To find the needle in the haystack, algorithms are trained on large databases of molecules. Then they go looking for molecules with attractive properties. But creating a new needle? That’s a possibility enabled by the generative adversarial networks Zhavoronkov specializes in.
Such algorithms pit two neural networks against each other. One generates meaningful output while the other judges whether this output is true or false, Zhavoronkov said. Together, the networks generate new objects like text, images, or in this case, molecular structures.
“We started employing this particular technology to make deep neural networks imagine new molecules, to make it perfect right from the start. So, to come up with really perfect needles,” Zhavoronkov said. “[You] can essentially go to this [generative adversarial network] and ask it to create molecules that inhibit protein X at concentration Y, with the highest viability, specific characteristics, and minimal side effects.”

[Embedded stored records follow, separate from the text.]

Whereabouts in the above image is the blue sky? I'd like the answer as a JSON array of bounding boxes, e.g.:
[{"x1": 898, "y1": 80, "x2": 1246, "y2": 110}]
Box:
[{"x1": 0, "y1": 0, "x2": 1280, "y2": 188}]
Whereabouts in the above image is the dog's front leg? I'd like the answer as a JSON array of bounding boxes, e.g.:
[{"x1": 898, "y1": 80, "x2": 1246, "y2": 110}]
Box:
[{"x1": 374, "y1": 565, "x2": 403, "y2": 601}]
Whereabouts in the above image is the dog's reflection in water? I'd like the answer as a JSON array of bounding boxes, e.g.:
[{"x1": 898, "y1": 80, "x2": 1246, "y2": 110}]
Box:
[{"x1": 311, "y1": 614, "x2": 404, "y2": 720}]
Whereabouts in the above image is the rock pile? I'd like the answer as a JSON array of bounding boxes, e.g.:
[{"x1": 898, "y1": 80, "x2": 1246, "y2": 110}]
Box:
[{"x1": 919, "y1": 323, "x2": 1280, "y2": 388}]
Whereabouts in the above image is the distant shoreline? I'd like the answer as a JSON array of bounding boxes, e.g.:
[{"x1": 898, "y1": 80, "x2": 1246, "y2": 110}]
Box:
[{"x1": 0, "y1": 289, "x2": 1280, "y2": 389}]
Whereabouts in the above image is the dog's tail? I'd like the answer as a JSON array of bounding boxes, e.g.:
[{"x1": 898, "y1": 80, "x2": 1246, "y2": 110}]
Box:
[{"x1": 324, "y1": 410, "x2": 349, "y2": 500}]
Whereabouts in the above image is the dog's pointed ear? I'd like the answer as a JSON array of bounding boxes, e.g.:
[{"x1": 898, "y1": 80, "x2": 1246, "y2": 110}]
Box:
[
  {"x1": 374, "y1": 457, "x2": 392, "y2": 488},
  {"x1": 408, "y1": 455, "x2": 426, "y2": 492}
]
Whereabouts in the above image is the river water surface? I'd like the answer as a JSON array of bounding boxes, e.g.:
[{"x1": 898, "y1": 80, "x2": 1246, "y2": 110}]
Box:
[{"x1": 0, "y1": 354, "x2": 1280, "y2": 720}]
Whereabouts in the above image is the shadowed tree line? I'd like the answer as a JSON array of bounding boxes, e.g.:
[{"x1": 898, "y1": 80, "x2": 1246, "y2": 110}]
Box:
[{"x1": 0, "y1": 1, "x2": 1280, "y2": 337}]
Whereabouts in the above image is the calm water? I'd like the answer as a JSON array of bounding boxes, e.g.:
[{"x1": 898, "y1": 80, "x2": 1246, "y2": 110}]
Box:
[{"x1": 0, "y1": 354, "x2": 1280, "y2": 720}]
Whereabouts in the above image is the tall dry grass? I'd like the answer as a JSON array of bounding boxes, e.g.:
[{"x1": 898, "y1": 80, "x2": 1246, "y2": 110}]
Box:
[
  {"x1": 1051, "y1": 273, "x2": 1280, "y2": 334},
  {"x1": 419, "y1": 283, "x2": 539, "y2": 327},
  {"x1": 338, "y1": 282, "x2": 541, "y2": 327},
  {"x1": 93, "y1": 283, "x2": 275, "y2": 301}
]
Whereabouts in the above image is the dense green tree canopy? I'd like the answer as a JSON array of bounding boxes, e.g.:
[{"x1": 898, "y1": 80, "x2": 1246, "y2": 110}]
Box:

Zhavoronkov believes AI can find or fabricate more needles from the array of molecular possibilities, freeing human chemists to focus on synthesizing only the most promising. If it works, he hopes we can increase hits, minimize misses, and generally speed the process up.
Proof’s in the Pudding
Insilico isn’t alone on its drug-discovery quest, nor is it a brand new area of interest.
Last year, a Harvard group published a paper on an AI that similarly suggests drug candidates. The software trained on 250,000 drug-like molecules and used its experience to generate new molecules that blended existing drugs and made suggestions based on desired properties.
An MIT Technology Review article on the subject highlighted a few of the challenges such systems may still face. The results returned aren’t always meaningful or easy to synthesize in the lab, and the quality of these results, as always, is only as good as the data dined upon.
Stanford chemistry professor and Andreesen Horowitz partner, Vijay Pande, said that images, speech, and text—three of the areas deep learning’s made quick strides in—have better, cleaner data. Chemical data, on the other hand, is still being optimized for deep learning. Also, while there are public databases, much data still lives behind closed doors at private companies.
To overcome the challenges and prove their worth, Zhavoronkov said, his company is very focused on validating the tech. But this year, skepticism in the pharmaceutical industry seems to be easing into interest and investment.
AI drug discovery startup Exscientia inked a deal with Sanofi for $280 million and GlaxoSmithKline for $42 million. Insilico is also partnering with GlaxoSmithKline, and Numerate is working with Takeda Pharmaceutical. Even Google may jump in. According to an article in Nature outlining the field, the firm’s deep learning project, Google Brain, is growing its biosciences team, and industry watchers wouldn’t be surprised to see them target drug discovery.
With AI and the hardware running it advancing rapidly, the greatest potential may yet be ahead. Perhaps, one day, all 1060 molecules in drug-space will be at our disposal. “You should take all the data you have, build n new models, and search as much of that 1060 as possible” before every decision you make, Brandon Allgood, CTO at Numerate, told Nature.
Today’s projects need to live up to their promises, of course, but Zhavoronkov believes AI will have a big impact in the coming years, and now’s the time to integrate it. “If you are working for a pharma company, and you’re still thinking, ‘Okay, where is the proof?’ Once there is a proof, and once you can see it to believe it—it’s going to be too late,” he said.